Erdogan a Draghi, “Maleducato, io eletto dal popolo tu da chi?”. “La dichiarazione del presidente del Consiglio italiano è stata una totale maleducazione, una totale maleducazione”. Le parole di Mario Draghi devono aver colpito nel segno. Il presidente turco Recep Tayyip Erdogan ha replicato duramente, Draghi una settimana fa lo aveva definito “dittatore“, senza mezzi termini o cautele diplomatiche.. “Prima di dire una cosa del genere a Tayyip Erdogan devi conoscere la tua storia, ma abbiamo visto che non la conosci. Sei una persona che è stata nominata, non eletta”.

Erdogan stava parlando durante un discorso a un gruppo di giovani nella biblioteca del suo palazzo presidenziale di Ankara. Alla “maleducazione” ha fatto seguire l’accusa di “impertinenza”, e la minaccia velata quando dice che l’italiano “ha danneggiato le relazioni fra i due Paesi”. Ma è sulla sua visione diversamente democratica dello Stato e il suo controverso modo di incarnarla che, perlomeno in Italia, si discuterà. Perché non dovrebbe sfuggire che in Turchia le carceri traboccano di persone che si ostinano a criticare il governo, dissidenti giornalisti avvocati oppositori politici, l’elenco è lungo e ogni giorno aggiornato con scrupolo.

Però, sembra di capire, siccome il popolo turco lo ha eletto, il suo governo in nome della maggioranza fa quello che vuole. In Italia, invece, assistiamo alla nomina di un primo ministro che non passa da un bagno elettorale. Dimentica, Erdogan, che lo ha nominato un Parlamento libero, votato durante libere elezioni cui potevano candidarsi tutti. Un Parlamento che non risponde a nessuno, nemmeno al primo ministro.

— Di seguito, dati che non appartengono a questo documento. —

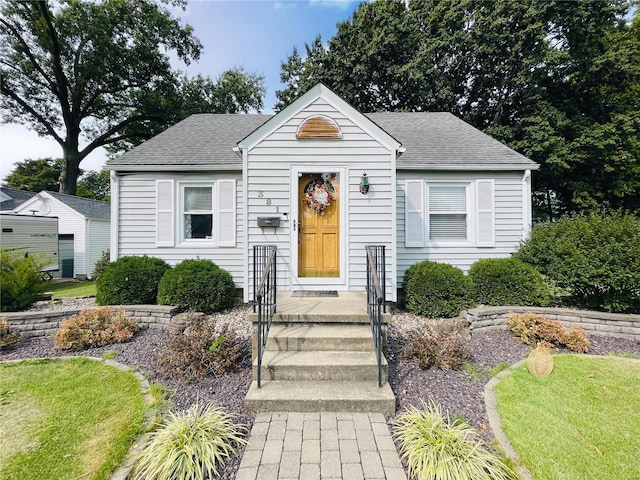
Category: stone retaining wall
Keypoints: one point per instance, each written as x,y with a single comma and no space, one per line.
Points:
46,322
595,323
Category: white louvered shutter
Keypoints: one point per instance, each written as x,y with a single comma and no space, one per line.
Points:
485,213
414,213
226,213
165,218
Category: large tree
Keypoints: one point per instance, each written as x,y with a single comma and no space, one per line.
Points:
97,71
557,81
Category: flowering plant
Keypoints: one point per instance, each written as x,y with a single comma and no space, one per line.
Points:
318,196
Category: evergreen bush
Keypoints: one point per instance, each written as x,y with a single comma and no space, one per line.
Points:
130,281
21,280
595,257
437,290
197,285
508,281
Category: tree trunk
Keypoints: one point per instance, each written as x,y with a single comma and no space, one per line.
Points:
70,171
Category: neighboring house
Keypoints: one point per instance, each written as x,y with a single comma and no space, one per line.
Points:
211,186
10,198
83,227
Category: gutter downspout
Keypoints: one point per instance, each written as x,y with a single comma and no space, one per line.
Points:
115,217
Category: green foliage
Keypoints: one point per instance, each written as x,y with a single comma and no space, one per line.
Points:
191,445
102,263
565,93
94,327
436,447
437,289
533,329
21,282
436,347
595,257
203,349
8,337
197,285
130,281
508,281
36,175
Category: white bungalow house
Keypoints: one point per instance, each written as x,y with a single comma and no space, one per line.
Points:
83,229
320,181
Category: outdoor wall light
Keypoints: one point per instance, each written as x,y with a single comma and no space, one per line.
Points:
364,184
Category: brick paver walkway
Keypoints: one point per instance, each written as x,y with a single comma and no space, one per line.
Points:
325,445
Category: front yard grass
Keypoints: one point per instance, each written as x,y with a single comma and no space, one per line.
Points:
66,418
72,289
582,421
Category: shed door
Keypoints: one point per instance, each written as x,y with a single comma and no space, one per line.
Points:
319,221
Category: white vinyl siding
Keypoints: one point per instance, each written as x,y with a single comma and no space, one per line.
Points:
164,213
502,218
137,229
368,219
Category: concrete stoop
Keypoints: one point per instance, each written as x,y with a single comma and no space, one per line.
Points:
315,367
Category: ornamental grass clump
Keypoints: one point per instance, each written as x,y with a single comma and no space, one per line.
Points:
190,445
439,448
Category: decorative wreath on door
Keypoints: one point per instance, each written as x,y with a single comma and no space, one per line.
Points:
318,195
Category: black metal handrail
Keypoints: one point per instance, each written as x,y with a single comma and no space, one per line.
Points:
376,298
264,262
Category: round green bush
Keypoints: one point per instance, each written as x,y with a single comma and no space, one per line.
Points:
508,281
594,257
197,285
437,290
130,281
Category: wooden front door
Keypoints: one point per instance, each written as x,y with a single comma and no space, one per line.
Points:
319,225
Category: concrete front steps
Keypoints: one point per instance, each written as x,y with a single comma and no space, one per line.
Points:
314,367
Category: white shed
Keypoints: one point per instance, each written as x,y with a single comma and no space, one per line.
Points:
83,228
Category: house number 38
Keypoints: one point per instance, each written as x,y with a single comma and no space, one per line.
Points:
261,195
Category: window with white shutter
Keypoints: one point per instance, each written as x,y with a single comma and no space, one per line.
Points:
226,213
414,213
485,216
447,212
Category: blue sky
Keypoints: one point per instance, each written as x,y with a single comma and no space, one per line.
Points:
257,35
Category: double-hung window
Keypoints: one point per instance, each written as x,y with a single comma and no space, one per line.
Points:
447,212
442,213
190,213
197,212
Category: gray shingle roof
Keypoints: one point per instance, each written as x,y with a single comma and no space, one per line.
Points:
17,197
431,140
201,139
86,206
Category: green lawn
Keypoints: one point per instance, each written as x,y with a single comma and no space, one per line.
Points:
66,418
63,289
581,422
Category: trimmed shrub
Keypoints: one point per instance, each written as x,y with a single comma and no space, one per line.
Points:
94,327
130,281
508,281
197,285
438,447
437,290
435,347
8,337
532,329
21,282
190,445
102,263
202,350
595,257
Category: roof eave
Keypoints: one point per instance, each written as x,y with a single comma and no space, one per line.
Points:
471,166
173,168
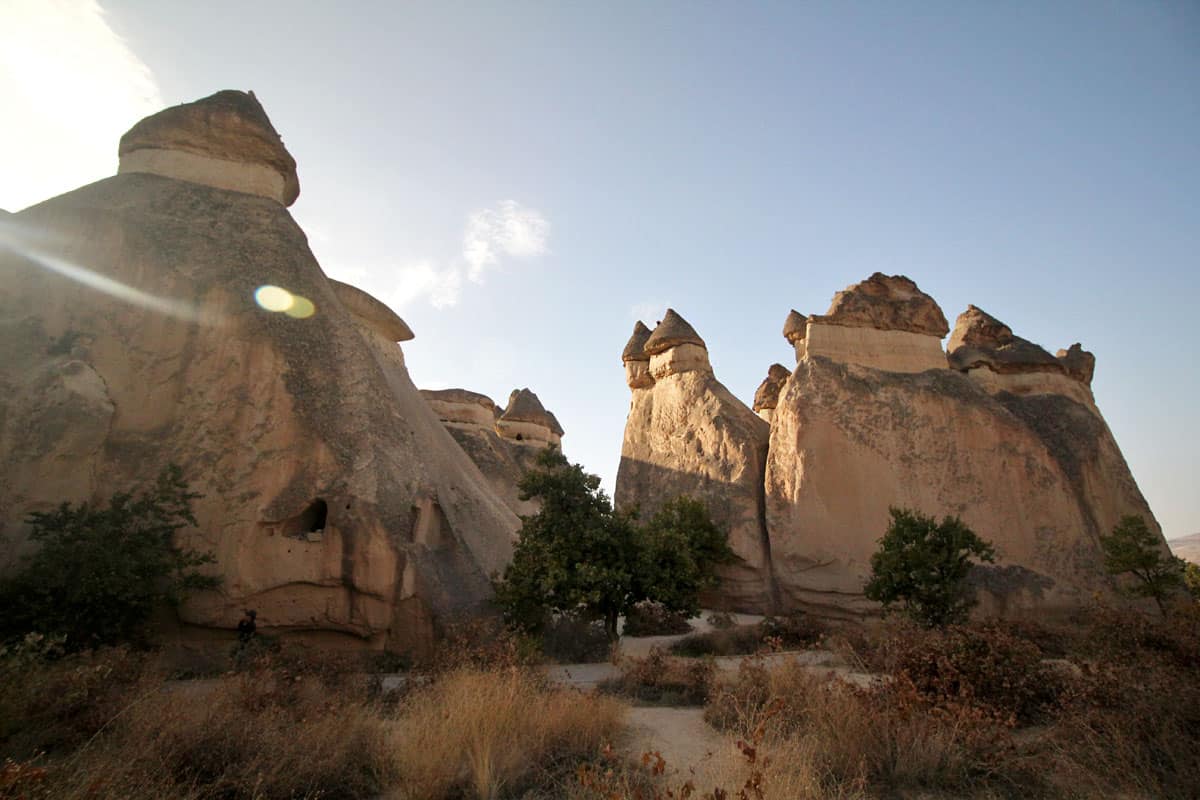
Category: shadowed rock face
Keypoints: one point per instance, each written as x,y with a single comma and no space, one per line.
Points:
335,501
1011,441
475,423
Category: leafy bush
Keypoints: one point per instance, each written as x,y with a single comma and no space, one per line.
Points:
791,631
577,555
1134,549
101,572
923,565
649,618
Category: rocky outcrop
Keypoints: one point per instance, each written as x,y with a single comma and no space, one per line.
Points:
987,350
636,360
687,434
498,440
335,501
885,323
1078,362
1003,434
225,140
766,397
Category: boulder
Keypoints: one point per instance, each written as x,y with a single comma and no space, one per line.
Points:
766,397
885,323
886,302
335,501
225,140
796,328
687,434
985,349
1078,362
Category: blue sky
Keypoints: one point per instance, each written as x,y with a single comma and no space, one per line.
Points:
731,161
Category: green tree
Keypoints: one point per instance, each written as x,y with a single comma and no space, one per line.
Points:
577,555
1192,579
100,572
1134,549
923,565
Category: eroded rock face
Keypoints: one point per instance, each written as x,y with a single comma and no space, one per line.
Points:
223,140
474,421
766,397
335,501
989,353
886,302
885,323
687,434
1078,362
874,416
849,441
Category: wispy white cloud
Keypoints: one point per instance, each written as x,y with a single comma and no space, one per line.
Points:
442,287
70,86
509,229
492,236
648,312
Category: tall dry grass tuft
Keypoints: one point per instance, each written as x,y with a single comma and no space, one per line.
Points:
823,738
480,733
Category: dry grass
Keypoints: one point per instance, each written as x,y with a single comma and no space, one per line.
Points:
285,731
479,734
663,680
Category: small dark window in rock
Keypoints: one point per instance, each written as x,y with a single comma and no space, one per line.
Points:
313,517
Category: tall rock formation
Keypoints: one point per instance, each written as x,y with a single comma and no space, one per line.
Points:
335,501
503,443
687,434
1006,439
876,415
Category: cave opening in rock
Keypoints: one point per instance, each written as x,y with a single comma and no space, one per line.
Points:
313,517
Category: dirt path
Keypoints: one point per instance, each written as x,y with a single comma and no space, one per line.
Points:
690,747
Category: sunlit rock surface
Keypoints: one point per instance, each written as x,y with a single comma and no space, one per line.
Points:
335,501
875,415
687,434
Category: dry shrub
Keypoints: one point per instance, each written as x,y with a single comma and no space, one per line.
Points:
791,631
477,734
649,618
51,704
481,643
825,738
984,668
568,638
664,680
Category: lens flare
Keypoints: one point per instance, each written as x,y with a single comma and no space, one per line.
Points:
280,300
274,298
301,308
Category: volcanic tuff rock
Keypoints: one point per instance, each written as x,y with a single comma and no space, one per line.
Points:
1078,362
223,140
1021,455
502,452
636,360
886,302
687,434
885,323
766,397
988,352
335,501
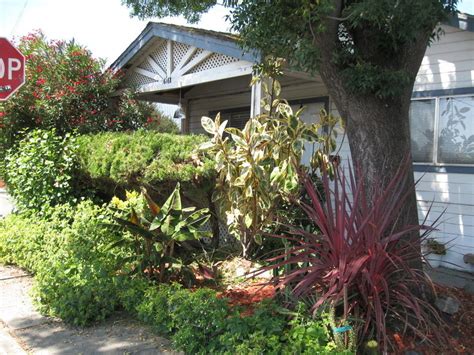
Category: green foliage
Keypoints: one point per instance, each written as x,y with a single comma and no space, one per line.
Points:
159,232
191,10
40,170
200,322
258,166
369,41
66,89
76,279
142,157
68,253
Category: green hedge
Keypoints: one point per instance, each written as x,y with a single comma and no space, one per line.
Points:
143,157
75,267
69,254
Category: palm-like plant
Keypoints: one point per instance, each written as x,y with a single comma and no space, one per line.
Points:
360,261
156,239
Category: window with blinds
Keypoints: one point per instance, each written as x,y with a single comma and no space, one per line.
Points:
442,130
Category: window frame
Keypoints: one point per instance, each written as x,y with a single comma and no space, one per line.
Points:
437,99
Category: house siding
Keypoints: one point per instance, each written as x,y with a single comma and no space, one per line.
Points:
448,64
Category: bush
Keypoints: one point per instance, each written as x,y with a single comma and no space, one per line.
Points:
40,170
142,156
368,255
70,257
66,89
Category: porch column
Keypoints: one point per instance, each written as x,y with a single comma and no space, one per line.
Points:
255,107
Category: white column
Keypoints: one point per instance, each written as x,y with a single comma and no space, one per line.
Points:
255,106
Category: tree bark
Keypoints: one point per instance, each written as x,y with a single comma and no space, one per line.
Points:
378,129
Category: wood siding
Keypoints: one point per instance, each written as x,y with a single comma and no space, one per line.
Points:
448,64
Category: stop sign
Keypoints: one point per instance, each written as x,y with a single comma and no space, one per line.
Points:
12,69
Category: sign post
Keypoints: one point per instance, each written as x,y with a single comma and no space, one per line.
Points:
12,69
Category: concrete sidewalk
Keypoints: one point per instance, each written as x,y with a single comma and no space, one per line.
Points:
6,205
24,331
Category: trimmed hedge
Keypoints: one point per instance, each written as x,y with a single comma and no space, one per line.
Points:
74,264
143,157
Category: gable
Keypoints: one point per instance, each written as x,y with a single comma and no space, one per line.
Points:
166,57
168,64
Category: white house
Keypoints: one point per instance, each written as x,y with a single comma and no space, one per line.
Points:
207,72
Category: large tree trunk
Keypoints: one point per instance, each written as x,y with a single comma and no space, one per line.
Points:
378,129
379,137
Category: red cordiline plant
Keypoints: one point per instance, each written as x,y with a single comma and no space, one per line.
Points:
359,263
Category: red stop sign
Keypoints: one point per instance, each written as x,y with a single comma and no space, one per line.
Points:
12,69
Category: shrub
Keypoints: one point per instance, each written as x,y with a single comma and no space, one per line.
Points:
66,89
40,170
76,281
143,156
69,254
257,167
360,260
160,236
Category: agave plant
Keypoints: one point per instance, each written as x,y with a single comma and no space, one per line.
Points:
157,239
359,263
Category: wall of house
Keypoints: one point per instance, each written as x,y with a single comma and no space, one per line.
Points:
219,95
448,62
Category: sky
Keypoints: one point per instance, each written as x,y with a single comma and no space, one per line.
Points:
103,26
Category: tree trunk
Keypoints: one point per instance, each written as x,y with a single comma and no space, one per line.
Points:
379,137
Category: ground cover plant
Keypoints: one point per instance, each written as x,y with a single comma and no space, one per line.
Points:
76,278
358,264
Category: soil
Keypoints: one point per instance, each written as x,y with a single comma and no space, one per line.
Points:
247,296
460,327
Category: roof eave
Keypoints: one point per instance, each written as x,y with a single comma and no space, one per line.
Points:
153,30
462,21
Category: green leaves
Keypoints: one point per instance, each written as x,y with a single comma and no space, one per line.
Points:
257,167
40,170
158,239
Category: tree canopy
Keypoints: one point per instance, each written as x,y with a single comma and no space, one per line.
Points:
365,40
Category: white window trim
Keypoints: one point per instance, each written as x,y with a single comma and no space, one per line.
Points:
436,129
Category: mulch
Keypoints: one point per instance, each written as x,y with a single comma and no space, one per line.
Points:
460,327
247,296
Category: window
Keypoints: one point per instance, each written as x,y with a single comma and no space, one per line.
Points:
237,117
442,130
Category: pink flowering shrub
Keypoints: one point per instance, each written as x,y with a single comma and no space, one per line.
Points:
67,90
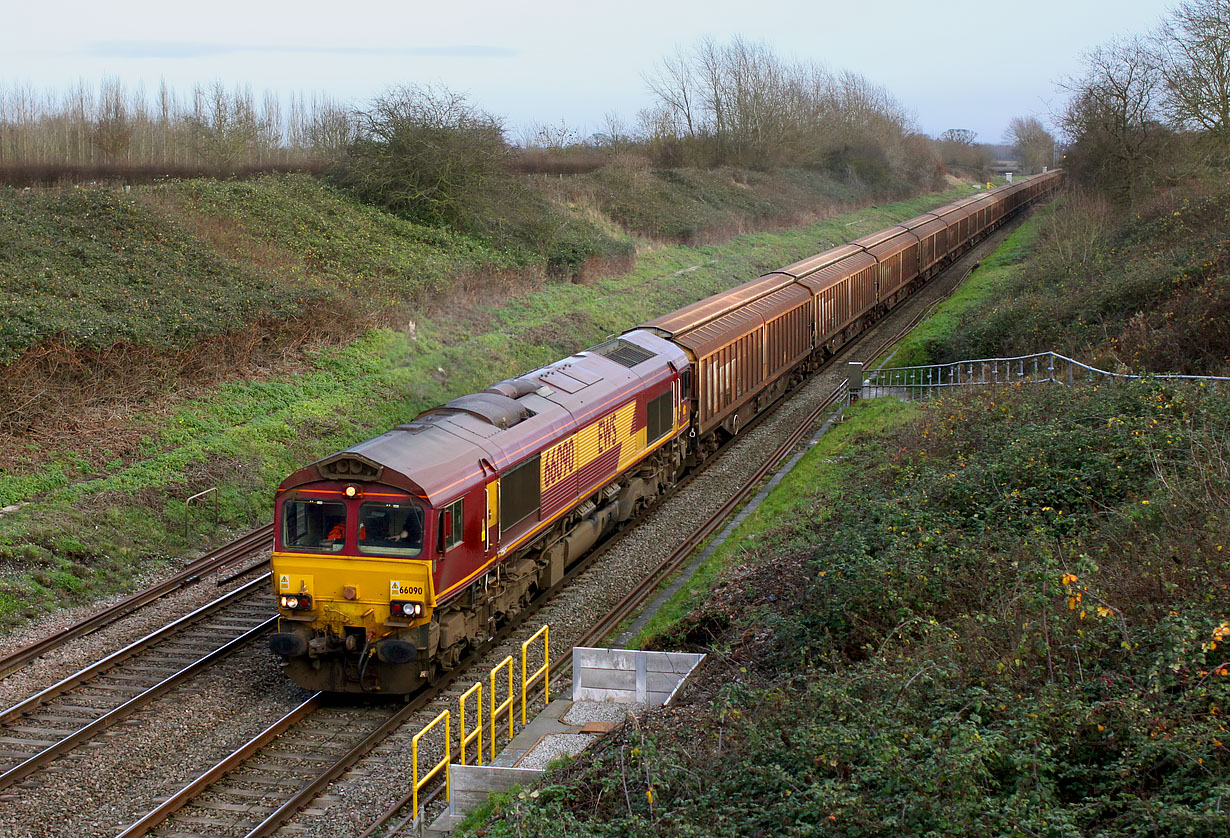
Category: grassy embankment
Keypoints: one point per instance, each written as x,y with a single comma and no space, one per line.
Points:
1004,613
105,505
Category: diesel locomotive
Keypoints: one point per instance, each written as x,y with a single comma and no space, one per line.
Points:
396,555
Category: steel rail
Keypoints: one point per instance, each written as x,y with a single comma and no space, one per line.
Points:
44,757
128,651
191,575
625,607
180,799
629,604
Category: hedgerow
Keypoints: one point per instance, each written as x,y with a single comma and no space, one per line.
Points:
1011,615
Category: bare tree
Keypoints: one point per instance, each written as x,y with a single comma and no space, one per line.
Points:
739,103
113,126
958,150
1033,144
1194,48
426,153
223,128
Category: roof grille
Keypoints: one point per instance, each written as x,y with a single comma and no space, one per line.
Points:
622,352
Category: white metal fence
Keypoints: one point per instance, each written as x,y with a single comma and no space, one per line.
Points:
1042,368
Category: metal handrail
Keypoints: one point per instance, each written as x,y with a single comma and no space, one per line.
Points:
476,734
1042,367
440,766
541,672
507,704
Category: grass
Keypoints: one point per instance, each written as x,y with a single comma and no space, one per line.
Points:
942,633
1000,613
1143,292
980,288
244,436
821,468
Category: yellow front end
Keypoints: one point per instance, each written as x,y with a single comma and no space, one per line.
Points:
352,625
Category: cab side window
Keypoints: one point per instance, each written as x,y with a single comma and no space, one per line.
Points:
450,529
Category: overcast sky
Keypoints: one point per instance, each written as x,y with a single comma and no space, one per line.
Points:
958,63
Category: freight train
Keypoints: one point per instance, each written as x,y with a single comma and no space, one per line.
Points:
395,556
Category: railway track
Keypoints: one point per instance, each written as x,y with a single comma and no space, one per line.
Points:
265,783
59,719
284,757
210,562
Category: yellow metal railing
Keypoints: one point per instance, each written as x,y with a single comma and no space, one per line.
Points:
440,766
506,705
466,736
541,672
476,734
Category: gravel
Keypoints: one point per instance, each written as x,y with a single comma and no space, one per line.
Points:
582,713
81,652
100,789
354,801
554,746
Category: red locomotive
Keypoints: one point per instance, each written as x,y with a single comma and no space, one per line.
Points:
394,556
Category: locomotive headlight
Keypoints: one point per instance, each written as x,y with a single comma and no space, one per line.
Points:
295,603
406,609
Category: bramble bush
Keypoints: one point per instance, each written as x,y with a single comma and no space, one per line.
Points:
1010,617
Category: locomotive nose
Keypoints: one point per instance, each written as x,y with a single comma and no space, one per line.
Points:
288,644
396,651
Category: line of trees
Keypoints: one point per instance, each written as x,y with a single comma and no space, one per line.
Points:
1155,105
213,127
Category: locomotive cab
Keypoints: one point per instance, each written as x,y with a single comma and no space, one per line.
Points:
353,583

Che poi, a proposito di maleducazione, bisognerebbe ricordare che la contumelia al massimo livello non si è consumata per chi sa quali ragioni di stato o geopolitica. Si trattava di stabilire se una donna poteva accomodarsi tra le autorità nell’invito organizzato dagli uffici di Erdogan: ebbene no, Ursula Von der Leyen, presidente della Commissione Europea, non poteva, che si sistemasse nel primo sofà che avesse trovato. Se il bue chiama cornuto l’asino, insomma.